Rapporto 2009/2010. Per Giancarlo Siani. Un giornalismo schierato con legalità

di Virman Cusenza

A 25 anni dalla morte di Giancarlo Siani qualcuno ancora si stupisce che fare il giornalista possa essere rischioso nel mondo globalizzato, nei paesi della società occidentale in cui viviamo. E invece è così. Ne abbiamo testimonianze concrete, viventi. Ci sono persone che incarnano questo rischio e che, come Giancarlo, sono per noi un esempio e un monito. Persone come Roberto Saviano, che ha scritto per noi un ricordo di Giancarlo. Persone che oggi sono con noi, come Rosaria Capacchione che è una cronista giudiziaria de «Il Mattino» alla quale è assegnata una scorta, o come Lirio Abbate, minacciato ripetutamente da Cosa nostra e anch’egli costretto ad andare in giro scortato.

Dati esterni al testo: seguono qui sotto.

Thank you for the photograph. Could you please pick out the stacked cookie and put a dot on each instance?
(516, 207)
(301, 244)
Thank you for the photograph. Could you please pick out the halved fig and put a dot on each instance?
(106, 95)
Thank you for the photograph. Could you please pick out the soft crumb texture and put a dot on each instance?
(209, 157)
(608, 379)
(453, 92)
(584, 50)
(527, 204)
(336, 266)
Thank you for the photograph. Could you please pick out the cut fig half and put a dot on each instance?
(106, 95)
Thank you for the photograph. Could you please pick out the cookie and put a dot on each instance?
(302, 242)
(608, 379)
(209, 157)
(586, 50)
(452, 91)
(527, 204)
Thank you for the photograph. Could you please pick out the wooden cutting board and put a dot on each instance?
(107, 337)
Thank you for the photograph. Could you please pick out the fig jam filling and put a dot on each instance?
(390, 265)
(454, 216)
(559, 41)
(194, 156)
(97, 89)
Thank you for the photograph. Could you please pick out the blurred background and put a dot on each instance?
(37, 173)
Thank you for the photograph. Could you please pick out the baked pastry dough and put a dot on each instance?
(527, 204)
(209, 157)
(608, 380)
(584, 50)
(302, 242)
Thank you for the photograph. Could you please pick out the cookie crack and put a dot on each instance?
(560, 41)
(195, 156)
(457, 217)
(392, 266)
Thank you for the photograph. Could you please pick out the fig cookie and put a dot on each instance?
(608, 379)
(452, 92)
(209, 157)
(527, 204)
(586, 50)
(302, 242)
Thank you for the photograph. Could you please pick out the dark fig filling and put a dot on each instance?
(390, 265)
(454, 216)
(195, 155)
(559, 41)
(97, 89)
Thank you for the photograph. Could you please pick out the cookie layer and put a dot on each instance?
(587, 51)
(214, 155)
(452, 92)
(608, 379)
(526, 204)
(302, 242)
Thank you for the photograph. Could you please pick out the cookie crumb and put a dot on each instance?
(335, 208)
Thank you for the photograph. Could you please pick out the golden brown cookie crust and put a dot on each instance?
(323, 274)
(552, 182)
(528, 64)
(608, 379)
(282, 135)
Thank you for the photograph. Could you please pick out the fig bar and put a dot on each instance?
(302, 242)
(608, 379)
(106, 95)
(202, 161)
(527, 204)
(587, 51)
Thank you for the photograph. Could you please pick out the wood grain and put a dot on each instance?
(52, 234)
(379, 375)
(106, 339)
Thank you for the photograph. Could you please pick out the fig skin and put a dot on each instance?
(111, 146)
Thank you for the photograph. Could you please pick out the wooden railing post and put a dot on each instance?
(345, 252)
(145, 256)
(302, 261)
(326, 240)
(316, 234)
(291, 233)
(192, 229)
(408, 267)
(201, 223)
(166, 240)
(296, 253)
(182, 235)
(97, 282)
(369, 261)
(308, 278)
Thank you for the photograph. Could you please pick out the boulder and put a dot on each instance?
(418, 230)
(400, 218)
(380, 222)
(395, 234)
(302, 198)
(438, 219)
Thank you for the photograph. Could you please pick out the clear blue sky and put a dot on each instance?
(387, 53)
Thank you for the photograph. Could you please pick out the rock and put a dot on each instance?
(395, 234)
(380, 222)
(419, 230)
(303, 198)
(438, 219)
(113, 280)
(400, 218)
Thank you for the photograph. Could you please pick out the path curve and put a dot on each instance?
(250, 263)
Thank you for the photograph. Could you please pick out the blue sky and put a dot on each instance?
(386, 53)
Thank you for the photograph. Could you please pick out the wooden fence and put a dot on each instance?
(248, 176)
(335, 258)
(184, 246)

Pur non avendolo conosciuto personalmente, poiché quando fu ucciso ero ancora un cronista che viveva a Palermo, voglio ricordare una lezione che ho appreso da Giancarlo Siani e che ho sempre presente: il giornalismo, per quanto voglia essere equilibrato, su certe questioni deve essere schierato. Al «Mattino» noi cerchiamo sempre di raccontare i fatti in modo equilibrato, ma senza rinunciare a denunciare ciò che non va e schierandoci dalla parte della legalità. In questo senso «Il Mattino» è un giornale schierato, in questo senso il giornalismo deve essere schierato. Non deve certo schierarsi con i partiti, ma con la legalità sì. Questo è l’unico bipolarismo che dovrebbe esserci nel nostro paese. Nella storia di Giancarlo c’è anche un’altra lezione: quella di un giornalista che non faceva cordata con nessuno, che raccontava una realtà scomoda, la vicenda di un sindaco socialista di Torre Annunziata e dei clan che gli giravano intorno. Nel ricordo di Giancarlo noi cerchiamo di raccontare sempre i fatti così come sono, sia che si parli di un sottosegretario, di un parlamentare, di un assessore di qualunque colore politico, e accettiamo le conseguenze del nostro operato.